Correction appreciated. Actually Jonas might be a more appropriate messenger
of the new which (I think) suggests the exultants have at least some extra-
terrestrial origin. (is "extra-terrestrial" an appropriate term on Urth?)

>Marc Aramini: ....because I think it is something readers overlook. 
>Horn is a jerk. He thinks about his wife in obw because that is the effect of 
>being mixed with Silk, silk is thinking about hyacinth and his affectations have 
>crept in, making Horn better. But Horn knows it is a lie.

This is an interesting perspective, Marc. Especially for me since I think Horn is
one of Wolfe's most autobiographical characters. Who then (autobiographically) is
Silk and what role does he play as he is conjoined with a man who has left his
wife and children alone to pursue a quest, adventure, siren affairs, war, harems 
and other non-family-man activities?

I tend to think Horn's expressed affection for Nettle and even his continual apologies
for his dalliances to be sincere. I find it interesting that as a middle-aged author,
Wolfe used his young Severian avatar to express caring affection for the ancient, 
age-raddled dowager version of Valeria while the almost 70 year old author uses his middle-
aged avatar Horn (or SilkHorn as Marc asserts) to express affection for his care-worn
middle-aged wife, Nettle.

>David Stockhoff: ---I'm not sure the meaning of "newest" is so clear. On Urth, 1000 
>years could be "new," and probably is. Even 300 or 500.

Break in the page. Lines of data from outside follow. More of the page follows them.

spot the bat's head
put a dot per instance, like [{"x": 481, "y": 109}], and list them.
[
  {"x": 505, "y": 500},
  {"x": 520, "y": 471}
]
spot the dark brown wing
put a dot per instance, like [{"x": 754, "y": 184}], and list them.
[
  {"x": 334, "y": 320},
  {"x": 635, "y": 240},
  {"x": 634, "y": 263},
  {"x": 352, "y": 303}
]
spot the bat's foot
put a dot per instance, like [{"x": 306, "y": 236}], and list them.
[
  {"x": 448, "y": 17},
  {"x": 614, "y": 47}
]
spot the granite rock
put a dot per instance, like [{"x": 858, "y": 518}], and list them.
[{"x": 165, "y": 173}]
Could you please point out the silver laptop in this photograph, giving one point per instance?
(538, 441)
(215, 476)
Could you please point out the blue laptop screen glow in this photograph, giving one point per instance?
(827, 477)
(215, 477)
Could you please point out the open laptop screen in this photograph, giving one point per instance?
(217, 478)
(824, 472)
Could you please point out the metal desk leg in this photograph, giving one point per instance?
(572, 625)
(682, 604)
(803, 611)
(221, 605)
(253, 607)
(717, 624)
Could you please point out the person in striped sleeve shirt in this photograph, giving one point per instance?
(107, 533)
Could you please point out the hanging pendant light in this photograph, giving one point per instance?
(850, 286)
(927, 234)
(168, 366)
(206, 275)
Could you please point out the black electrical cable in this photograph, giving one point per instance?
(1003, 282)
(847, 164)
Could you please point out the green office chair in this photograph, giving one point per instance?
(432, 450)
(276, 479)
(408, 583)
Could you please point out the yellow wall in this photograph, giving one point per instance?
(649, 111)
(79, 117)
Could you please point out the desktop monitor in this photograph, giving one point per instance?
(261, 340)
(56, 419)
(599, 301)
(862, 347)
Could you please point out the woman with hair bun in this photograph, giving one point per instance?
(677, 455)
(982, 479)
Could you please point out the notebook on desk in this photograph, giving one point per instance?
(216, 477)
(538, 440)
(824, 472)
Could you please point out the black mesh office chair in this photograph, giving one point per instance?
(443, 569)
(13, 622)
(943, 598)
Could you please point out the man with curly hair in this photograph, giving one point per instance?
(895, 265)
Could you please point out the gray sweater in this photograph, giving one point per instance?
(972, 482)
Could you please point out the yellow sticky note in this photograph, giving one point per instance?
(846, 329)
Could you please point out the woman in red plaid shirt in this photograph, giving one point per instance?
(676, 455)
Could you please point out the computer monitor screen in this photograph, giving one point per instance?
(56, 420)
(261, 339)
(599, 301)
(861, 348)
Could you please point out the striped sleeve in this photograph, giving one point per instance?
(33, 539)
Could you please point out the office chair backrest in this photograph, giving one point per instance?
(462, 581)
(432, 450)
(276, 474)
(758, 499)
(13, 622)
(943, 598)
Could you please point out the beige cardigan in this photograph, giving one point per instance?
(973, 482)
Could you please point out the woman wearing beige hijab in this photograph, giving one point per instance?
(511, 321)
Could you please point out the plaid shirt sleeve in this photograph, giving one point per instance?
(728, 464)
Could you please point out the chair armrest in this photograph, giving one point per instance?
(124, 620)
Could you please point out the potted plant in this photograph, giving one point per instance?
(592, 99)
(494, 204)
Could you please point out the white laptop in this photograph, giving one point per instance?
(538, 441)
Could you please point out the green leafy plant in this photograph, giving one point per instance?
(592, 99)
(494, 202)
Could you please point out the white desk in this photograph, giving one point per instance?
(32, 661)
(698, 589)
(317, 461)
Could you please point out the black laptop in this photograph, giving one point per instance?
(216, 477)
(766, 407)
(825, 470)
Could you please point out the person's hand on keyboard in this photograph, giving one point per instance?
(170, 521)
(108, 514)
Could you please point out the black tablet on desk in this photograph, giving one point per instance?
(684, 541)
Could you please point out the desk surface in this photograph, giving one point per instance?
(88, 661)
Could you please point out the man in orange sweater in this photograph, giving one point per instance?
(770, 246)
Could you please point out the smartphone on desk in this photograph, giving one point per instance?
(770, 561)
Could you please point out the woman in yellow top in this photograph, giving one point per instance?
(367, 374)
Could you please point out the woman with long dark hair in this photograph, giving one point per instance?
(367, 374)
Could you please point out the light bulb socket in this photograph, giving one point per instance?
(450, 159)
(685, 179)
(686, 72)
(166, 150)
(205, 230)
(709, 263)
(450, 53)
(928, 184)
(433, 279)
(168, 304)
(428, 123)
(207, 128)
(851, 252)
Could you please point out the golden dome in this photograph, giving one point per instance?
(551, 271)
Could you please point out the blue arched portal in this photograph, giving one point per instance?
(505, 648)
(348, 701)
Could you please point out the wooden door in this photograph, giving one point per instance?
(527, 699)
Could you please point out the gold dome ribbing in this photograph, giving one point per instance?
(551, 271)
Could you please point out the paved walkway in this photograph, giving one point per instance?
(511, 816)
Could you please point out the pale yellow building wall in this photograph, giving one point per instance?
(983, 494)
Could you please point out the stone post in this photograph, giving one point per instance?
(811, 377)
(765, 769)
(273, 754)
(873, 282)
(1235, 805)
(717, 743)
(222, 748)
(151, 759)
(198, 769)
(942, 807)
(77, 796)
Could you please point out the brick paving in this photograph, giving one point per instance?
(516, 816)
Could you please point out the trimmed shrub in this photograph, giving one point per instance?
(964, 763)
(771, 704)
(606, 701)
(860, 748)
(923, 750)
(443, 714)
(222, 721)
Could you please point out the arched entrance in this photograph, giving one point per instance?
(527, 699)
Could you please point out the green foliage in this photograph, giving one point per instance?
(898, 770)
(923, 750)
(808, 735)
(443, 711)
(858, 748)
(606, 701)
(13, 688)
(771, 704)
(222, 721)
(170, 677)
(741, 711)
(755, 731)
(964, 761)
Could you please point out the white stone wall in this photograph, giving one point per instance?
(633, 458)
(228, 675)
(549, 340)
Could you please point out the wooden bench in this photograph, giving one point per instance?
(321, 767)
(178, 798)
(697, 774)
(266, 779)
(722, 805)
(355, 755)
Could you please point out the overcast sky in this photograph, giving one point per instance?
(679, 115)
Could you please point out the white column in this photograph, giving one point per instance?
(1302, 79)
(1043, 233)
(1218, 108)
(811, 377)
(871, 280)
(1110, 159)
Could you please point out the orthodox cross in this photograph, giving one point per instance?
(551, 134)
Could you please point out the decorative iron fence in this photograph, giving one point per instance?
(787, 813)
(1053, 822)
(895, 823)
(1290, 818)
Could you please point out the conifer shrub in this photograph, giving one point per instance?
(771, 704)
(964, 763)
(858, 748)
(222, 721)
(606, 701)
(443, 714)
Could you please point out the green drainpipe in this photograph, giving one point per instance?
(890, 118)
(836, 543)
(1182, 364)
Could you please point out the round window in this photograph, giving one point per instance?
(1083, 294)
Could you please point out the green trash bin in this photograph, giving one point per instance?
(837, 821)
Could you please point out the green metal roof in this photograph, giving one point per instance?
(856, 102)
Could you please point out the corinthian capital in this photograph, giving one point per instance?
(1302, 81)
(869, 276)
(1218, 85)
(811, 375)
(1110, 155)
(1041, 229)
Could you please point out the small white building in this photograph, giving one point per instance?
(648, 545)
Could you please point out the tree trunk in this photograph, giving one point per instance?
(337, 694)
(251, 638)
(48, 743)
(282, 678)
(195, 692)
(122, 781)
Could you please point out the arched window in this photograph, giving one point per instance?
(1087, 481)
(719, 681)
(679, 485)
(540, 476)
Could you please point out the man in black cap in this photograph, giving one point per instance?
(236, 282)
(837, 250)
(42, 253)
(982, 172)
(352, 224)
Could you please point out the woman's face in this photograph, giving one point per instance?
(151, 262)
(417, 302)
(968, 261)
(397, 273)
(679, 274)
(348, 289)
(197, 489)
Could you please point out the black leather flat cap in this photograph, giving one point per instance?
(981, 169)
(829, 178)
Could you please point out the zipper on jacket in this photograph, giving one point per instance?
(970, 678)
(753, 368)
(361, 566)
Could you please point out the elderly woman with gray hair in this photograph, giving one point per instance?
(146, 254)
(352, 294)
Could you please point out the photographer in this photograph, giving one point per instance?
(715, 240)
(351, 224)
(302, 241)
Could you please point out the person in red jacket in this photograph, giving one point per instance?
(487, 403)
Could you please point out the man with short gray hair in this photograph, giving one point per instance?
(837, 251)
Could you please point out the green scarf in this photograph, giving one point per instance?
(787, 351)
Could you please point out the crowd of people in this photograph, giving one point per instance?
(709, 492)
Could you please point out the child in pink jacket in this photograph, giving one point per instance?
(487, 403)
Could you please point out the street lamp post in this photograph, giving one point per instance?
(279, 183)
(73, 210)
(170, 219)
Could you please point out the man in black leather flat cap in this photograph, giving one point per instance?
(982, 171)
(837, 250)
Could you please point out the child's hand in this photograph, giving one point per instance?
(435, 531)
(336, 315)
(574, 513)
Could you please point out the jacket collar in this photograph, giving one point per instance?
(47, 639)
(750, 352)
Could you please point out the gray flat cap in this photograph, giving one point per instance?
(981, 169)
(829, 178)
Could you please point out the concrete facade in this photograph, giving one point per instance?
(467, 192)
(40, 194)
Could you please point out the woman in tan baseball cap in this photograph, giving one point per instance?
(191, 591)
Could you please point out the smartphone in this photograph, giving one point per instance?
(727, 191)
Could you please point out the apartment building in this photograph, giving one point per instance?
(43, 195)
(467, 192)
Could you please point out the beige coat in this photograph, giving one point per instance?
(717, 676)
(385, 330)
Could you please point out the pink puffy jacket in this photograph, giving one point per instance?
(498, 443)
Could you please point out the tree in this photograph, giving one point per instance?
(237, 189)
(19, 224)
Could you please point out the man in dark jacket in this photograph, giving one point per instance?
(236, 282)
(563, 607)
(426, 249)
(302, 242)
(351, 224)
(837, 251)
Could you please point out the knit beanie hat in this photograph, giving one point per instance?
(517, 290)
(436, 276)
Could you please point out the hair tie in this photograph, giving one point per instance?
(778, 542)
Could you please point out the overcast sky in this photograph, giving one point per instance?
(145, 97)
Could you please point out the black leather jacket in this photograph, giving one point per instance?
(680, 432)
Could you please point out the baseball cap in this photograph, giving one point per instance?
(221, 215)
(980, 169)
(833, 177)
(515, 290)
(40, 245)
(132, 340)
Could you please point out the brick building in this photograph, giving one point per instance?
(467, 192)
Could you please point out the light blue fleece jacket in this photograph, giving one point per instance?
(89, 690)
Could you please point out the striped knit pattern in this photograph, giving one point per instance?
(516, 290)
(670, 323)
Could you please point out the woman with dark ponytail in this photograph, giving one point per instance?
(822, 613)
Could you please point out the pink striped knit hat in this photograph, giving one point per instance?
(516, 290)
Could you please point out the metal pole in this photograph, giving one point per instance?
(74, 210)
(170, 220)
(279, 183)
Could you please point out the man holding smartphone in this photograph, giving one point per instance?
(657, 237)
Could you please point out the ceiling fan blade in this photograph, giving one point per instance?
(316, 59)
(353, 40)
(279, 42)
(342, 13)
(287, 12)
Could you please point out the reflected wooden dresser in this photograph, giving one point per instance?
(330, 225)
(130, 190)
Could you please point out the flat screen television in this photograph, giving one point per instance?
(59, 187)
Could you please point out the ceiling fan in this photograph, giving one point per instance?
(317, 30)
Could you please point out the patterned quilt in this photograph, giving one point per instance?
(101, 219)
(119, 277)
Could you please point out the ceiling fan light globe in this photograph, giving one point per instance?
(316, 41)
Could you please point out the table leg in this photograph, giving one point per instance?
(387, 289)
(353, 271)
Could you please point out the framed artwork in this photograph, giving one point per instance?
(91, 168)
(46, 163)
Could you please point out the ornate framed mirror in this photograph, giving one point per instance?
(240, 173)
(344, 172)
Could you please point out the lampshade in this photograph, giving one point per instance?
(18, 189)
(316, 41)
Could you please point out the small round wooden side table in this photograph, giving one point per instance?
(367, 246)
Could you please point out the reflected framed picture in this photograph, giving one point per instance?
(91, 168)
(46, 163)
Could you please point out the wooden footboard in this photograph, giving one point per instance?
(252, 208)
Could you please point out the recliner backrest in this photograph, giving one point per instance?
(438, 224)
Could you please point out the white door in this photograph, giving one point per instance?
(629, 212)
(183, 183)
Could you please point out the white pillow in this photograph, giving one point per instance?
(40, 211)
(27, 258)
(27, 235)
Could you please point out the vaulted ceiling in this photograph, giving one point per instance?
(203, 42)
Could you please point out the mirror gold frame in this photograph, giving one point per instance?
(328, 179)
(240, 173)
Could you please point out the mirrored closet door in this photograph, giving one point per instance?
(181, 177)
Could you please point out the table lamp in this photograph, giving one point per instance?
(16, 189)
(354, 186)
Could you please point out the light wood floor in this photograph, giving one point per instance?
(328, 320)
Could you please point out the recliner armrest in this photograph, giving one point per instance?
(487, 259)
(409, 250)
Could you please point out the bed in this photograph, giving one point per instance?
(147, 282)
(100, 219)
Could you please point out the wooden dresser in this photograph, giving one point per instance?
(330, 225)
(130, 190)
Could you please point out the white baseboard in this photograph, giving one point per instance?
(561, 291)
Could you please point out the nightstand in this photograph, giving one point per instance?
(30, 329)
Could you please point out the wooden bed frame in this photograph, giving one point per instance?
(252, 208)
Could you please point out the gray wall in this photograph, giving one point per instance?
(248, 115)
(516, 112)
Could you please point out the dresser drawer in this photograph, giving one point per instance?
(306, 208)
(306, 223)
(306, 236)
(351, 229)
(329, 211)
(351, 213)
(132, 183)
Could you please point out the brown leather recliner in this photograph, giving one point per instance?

Agreed. For me, the hint is saying that they have extra-terrestrial origins while the 
regular Commonwealth people have roots on Urth from its beginning. Did they arrive with
Typhon? Or did they arrive later to fill in a royalty gap left by Typhon's death and
the dispersion of his royal family.

(where did Typhon's family go? Scylla is mentioned in BotNS and there is more than a
passing resemblance of Great Scylla to Abaia in RttW. Was it Tartaros who rumbled
beneath the man-apes' cave? The mythological Echidna was a half-woman, half-snake 
creature who lived in a cave. There is such a character in BotNS also.)

>---I agree that Tzadkiel = cherubim, whenever he wants to be.

Yeah. animal, human, angel, male, female, Tzadkiel appears as all of them at some
point. Why wouldn't he be able to appear as a different order of angel? I kinda think 
Tzadkiel, or some piece of him, serves as a "fallen angel" (again plural?) on Urth also.

>However, there could be a way of disposing of autarchial offspring such as hiding them 
>in the House, where servants would keep them safe and ignorant, or dumping them as orphans 
>on a Guild (this was my own theory of Severian's origin before the Internet, at least 
>through the first books), or killing them. Whatever it is should be obvious enough, or 
>have a plain enough Byzantine precedent, that it need not be explained.

For me this is where the SF/mythological aspect is inserted. Instead of having virile
humans running this Byzantine empire, we have an alien/fallen angel type "Fathering"
characters here and dumping them off as torturers, witches etc. while ruling The
Commonwealth via the human figureheads of sterile autarchs.

The coin by which Vodalus first swayed Seveverian had the face of Appian on it and it was
later revealed to be false currency. Symbolism? I consider Father Inire, as a fallen alien/
angel type, to have a demonic quality (monster symbols mark his lair). I don't know if the 
Byzantine Empire had any famous "power-behind-the-throne" characters but such figures, from 
Rasputin to Cromwell to Wormtongue to Jafar, are often ascribed a satanic quality.